English carrier and businessman (1780 - 1860)

John Hargreaves (1780 - 1860) was an English carrier and businessman. Hargreaves and his son, also John Hargreaves, were carriers in the north west of England at the time when railways were being built and taking business away from the canals.

==Early life==
John Hargreaves was the son of John (1739 - 1796) and Ann Hargreaves (nee Hamer) who had married in 1763. Hargreaves had three siblings, an older brother James, an older sister Elizabeth and a younger brother Hamer.

The family established a carrier business at Hart Common, Westhoughton and Hargreaves's father had expanded it until it had become a substantial enterprise with "wagons to be seen on highways all over the North of England".

Hargreaves was only 16, and therefore a minor, when his father died but he was the residuary legatee of his father's estate. His inheritance was therefore held in trust until his coming of age, the trustee was Elizabeth's husband John Pennington.

Hargreaves married Tabitha Duckitt (1781 - 1847) in 1800. There were thirteen children with the eldest John (junior) being born that year. The family were based at Hart Common where the business was also based.

==Career==
The business was primarily packhorse based, using strings of animals who could pick their way over difficult terrain that was often impassable to horse drawn wagons.

After his father's death in 1796 Hargreaves conducted business together with his mother.

The business started to change in 1808 when Hargreaves started to use the Lancaster Canal to transport goods to the North.

By 1818 Hargreaves was transporting goods from New Market St, Bolton "to Preston and all parts of the North; also to Bolton, Manchester, Bury, Rochdale, Leeds and all parts of Yorkshire". Hargreaves also operated from canal warehouse in Preston and advertised similar services including to London.

In 1830 Hargreaves was operating canal boats "from Manchester and Liverpool to Summit, a point on the Manchester and Leeds canal, from which place the communication with the Lancaster canal was made by a rail or tram road of five miles to the town of Preston, from there the route was again by canal to Lancaster and Kendal and thence by stage waggons, Scotch carts, &c., to Penrith, Carlisle, Glasgow, Edinburgh and intermediate towns. Mr. Hargreaves' stage waggons, drawn by four or six powerful horses, and his canal "fly-boats" were institutions of the country".

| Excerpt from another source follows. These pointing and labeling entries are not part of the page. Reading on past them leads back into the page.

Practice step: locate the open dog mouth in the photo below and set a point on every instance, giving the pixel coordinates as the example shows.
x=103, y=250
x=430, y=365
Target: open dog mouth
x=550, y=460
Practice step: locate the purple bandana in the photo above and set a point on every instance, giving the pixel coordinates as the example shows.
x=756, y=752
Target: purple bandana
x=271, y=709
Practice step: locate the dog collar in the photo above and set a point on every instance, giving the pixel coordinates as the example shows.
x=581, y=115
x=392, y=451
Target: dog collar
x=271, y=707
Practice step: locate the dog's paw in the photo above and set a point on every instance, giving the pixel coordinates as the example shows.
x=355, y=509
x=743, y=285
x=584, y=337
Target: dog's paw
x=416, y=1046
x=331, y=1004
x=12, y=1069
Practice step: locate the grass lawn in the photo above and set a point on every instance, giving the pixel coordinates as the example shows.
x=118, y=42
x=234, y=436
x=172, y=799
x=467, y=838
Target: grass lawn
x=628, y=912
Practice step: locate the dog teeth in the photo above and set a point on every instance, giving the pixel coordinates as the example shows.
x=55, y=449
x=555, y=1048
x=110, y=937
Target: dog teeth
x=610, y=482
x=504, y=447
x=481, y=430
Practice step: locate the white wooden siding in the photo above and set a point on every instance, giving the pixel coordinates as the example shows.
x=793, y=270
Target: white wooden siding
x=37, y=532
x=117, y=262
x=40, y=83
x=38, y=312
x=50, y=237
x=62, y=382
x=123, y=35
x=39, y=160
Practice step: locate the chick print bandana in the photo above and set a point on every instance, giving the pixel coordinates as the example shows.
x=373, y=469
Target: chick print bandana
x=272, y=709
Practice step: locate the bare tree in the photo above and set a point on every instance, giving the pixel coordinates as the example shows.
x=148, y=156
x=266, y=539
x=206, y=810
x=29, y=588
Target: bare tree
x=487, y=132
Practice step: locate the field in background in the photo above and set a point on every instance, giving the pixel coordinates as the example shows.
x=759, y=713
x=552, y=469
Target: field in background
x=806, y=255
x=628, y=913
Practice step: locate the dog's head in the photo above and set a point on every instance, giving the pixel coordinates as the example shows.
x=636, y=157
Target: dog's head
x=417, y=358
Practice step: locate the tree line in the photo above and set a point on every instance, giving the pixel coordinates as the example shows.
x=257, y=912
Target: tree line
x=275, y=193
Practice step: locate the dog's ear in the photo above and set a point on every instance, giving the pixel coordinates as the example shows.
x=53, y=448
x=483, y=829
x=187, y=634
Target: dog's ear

Father and son worked closely together as they moved into railway operations with John Hargreaves junior taking on the lease to operate the Bolton and Leigh Railway, they jointly took on the lease to operate the Kenyon and Leigh Junction Railway, but as the railways were joined this difference was at best academic as trains from one operated on the other.

They were jointly offered the lease for carrying freight on the Wigan Branch Railway in 1834, but did not initially like the rates being offered and declined. They made a counter offer which was accepted by the North Union Railway which had in the meantime been formed by an amalgamation of the Wigan Branch Railway and the Preston and Wigan Railway.

==Later life==
Hargreaves owned property in Hindley as well as Westhoughton and was qualified to vote in both places.

Hargreaves died at the age of eighty in 1860 leaving nine surviving children, he was buried at All Saints' Chapel, Hindley, where he had been a trustee.